Collagen cross-linking of the sclera is a promising approach to strengthen scleral rigidity and thus to inhibit eye growth in progressive myopia. Additionally, cross-linking might inhibit degrading processes in idiopathic melting or in ocular inflammatory diseases of the sclera. Different cross-linking treatments were tested to increase resistance to enzymatic degradation of the rabbit sclera.
Scleral patches from rabbit eyes were cross-linked using paraformaldehyde, glutaraldehyde or riboflavin combined with UV-A-light or with blue light. The patches were incubated with collagenase I (MMP1) for various durations up to 24 h to elucidate differences in scleral resistance to enzymatic degradation. Degraded protein components in the supernatant were detected and quantified using measurements of Fluoraldehyde o-Phthaldialdehyde (OPA) fluorescence.

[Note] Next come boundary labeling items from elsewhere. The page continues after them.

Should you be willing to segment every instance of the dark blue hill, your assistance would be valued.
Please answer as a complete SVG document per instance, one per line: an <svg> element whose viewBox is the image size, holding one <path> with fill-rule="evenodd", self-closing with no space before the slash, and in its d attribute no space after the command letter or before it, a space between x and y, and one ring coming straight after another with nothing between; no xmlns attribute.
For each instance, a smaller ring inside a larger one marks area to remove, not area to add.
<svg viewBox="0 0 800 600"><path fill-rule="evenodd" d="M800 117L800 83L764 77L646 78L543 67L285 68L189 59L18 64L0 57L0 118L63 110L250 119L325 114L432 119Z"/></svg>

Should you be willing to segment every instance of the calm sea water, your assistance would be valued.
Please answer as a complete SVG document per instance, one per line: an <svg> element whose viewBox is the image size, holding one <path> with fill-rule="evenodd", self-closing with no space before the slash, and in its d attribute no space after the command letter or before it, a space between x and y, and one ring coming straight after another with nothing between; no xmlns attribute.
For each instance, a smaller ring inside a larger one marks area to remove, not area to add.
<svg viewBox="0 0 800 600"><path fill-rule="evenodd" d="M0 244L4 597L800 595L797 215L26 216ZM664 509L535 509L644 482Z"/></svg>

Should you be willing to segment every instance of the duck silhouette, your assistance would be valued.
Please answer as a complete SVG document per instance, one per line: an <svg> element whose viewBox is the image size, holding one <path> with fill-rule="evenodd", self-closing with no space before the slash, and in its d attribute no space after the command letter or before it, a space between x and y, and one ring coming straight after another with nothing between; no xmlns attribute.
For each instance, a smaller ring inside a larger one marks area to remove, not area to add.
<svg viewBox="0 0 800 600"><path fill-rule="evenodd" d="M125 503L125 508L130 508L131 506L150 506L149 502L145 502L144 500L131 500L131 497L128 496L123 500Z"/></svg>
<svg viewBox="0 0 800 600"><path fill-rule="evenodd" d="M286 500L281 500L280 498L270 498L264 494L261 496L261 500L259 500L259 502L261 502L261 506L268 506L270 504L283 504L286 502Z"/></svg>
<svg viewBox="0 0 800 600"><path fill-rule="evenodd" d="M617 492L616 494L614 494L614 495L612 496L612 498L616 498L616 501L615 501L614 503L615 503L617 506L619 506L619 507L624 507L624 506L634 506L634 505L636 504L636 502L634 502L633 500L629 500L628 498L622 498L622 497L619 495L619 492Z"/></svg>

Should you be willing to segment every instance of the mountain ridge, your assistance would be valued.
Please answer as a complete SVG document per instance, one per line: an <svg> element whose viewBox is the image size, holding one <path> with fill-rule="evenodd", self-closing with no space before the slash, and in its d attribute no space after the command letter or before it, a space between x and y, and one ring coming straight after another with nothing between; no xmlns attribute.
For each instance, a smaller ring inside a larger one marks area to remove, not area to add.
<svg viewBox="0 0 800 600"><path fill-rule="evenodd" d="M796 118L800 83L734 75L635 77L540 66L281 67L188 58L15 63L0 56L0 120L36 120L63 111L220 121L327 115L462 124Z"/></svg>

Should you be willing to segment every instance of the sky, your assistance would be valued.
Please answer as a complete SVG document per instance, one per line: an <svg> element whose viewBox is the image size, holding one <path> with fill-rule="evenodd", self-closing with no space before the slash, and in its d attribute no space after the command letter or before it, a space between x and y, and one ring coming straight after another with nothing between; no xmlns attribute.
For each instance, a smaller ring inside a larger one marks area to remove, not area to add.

All cross-linking methods reduced the enzymatic degradation of rabbit scleral tissue by MMP1. Incubation with glutaraldehyde (1%) and paraformaldehyde (4%) caused nearly a complete inhibition of enzymatic degradation (down to 7% ± 2.8 of digested protein compared to control). Cross-linking with riboflavin/UV-A-light reduced the degradation by MMP1 to 62% ± 12.7 after 24 h. Cross-linking with riboflavin/blue light reduced the degradation by MMP1 to 77% ± 13.5 after 24 h. No significant differences could be detected comparing different light intensities, light exposure times or riboflavin concentrations.
The application of all cross-linking methods increased the resistance of rabbit scleral tissue to MMP1-degradation. Especially, gentle cross-linking with riboflavin and UV-A or blue light might be a clinical approach in future.